I want to express my sincere thanks to all of you who took the time to share recommendations for my stay in Stratford and Toronto. I spent most of my time in Stratford and very little in Toronto, so I feel another trip is in order to explore the city and try many more of the tempting places you wrote about. But I did make it to Chinatown, to the Kensington and St-Lawrence markets, and to the Distillery District (all in one walk-intensive afternoon).
And even though I spent little more than a day in Toronto, my picks for this week's Three Very Good Things are all drawn from the city:
~ Bumble bee dessert dumplings at Lai Wah Heen. I had a very good and very fun lunch at this upscale dim sum place, located inside the Metropolitan Hotel, and we ended our meal with these deep-fried, mochi-like dumplings, filled with a green tea paste. Adorably shaped, too, as I'm sure you'll agree. They tasted like Japanese wagashi, only deep-fried, and the interesting plating touch -- that sprig of curly parsley, those loose strands of grated carrot -- makes me laugh in retrospect.
~ Excellent vegan food at Fresh. One of the things I miss the most in Paris is honest, tasty, wowing vegetarian food. We do have a few vegetarian restaurants, but the good ones are few and far between, and none of them feel quite so exciting and truly restaurant-like as a place like Real Food Daily in L.A. or Fresh in T.O.
Tipped off by a few of you, I had dinner there one night and had the mushroom burger, which comes on a homemade whole wheat bun, with a kale slaw (yay! kale!) and an eat-your-greens salad full of wonderful green things.
It felt like such a treat, and there were so many more things I wanted to try on the menu, that I went back for lunch another day, instead of trying a new restaurant like any self-respecting food explorer would. (Sorry. Couldn't help it.)
~ Old-school chocolate from Soma. The purpose of my trek out to the Distillery District was to visit this bean-to-bar chocolate maker, which you had so warmly recommended to me. There were very many things I was curious to try, but I picked up one of the micro-lot chuao bars, and some of their intriguing "old-school chocolate," both of which are made without soy lecithin (unlike all of Soma's other products, regrettably).

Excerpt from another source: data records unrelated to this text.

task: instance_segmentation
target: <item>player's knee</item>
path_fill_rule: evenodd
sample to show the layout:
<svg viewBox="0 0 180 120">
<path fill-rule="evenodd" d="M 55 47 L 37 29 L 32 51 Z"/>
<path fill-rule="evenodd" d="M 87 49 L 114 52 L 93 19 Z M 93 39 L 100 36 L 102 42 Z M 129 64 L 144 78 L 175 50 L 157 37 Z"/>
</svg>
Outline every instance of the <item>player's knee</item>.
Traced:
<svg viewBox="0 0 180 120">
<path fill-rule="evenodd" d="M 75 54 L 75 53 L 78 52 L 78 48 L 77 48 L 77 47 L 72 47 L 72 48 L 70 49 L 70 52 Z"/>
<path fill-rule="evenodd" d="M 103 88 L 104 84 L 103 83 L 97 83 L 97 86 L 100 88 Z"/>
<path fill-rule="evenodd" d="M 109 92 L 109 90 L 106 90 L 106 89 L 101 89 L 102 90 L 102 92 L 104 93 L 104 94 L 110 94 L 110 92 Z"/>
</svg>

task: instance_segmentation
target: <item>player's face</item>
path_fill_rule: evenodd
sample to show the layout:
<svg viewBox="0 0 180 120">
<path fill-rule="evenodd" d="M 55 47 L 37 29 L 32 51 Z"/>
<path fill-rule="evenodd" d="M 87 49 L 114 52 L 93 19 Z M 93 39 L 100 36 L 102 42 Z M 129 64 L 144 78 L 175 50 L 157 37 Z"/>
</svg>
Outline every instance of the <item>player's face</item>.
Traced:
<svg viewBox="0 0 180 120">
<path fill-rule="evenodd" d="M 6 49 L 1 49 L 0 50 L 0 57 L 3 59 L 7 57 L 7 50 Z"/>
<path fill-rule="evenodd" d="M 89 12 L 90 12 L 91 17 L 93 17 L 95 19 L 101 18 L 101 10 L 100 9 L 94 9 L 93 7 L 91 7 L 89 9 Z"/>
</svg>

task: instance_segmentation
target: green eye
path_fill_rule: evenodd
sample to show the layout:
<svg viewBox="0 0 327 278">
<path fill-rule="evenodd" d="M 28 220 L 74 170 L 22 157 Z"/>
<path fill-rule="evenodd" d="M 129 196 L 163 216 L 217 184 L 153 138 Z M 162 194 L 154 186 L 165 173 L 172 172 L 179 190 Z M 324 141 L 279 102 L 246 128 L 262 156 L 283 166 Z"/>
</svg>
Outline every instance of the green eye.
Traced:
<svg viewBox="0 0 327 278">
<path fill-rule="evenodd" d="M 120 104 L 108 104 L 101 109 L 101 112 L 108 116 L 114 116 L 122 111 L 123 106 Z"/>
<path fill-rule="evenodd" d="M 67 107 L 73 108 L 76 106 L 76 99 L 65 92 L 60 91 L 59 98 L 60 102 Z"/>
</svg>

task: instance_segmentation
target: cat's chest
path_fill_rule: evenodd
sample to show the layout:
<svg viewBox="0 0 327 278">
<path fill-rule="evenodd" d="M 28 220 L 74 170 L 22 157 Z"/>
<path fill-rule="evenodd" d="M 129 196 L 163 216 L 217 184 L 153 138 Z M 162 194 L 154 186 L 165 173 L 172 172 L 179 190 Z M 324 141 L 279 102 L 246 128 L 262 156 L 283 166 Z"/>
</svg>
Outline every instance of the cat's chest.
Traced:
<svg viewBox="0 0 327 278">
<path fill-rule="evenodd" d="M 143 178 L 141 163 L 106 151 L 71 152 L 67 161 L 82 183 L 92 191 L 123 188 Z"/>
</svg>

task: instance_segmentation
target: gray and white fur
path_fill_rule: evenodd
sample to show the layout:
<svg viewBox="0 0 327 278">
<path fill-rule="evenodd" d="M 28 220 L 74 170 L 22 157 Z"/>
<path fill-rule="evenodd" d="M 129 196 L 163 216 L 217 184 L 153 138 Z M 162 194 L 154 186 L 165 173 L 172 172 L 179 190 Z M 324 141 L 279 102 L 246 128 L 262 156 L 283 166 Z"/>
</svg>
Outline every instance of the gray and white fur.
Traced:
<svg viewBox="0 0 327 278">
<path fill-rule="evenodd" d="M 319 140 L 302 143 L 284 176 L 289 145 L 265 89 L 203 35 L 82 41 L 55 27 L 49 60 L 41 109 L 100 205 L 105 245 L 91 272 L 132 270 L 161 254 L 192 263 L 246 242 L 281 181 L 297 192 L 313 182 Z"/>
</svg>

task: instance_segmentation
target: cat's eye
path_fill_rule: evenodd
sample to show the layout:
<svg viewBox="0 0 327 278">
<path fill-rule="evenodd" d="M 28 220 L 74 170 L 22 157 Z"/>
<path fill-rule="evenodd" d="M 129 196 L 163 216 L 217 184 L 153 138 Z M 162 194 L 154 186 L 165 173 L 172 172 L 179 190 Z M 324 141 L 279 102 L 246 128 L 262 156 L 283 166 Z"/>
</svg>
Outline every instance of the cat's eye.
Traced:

That old-school chocolate is simply made of partially ground cacao nibs from Madagascar, and whole crystals of organic cane sugar. It has a uniquely coarse texture -- coarser even than the Taza stone-ground chocolate I also love -- that is crunchy and crumbly like a cookie, and is entirely irresistible. The gods of chocolate whispered in my ear that I would do well to sample it on the spot, which gave me a chance to get two more when I realized how good it was.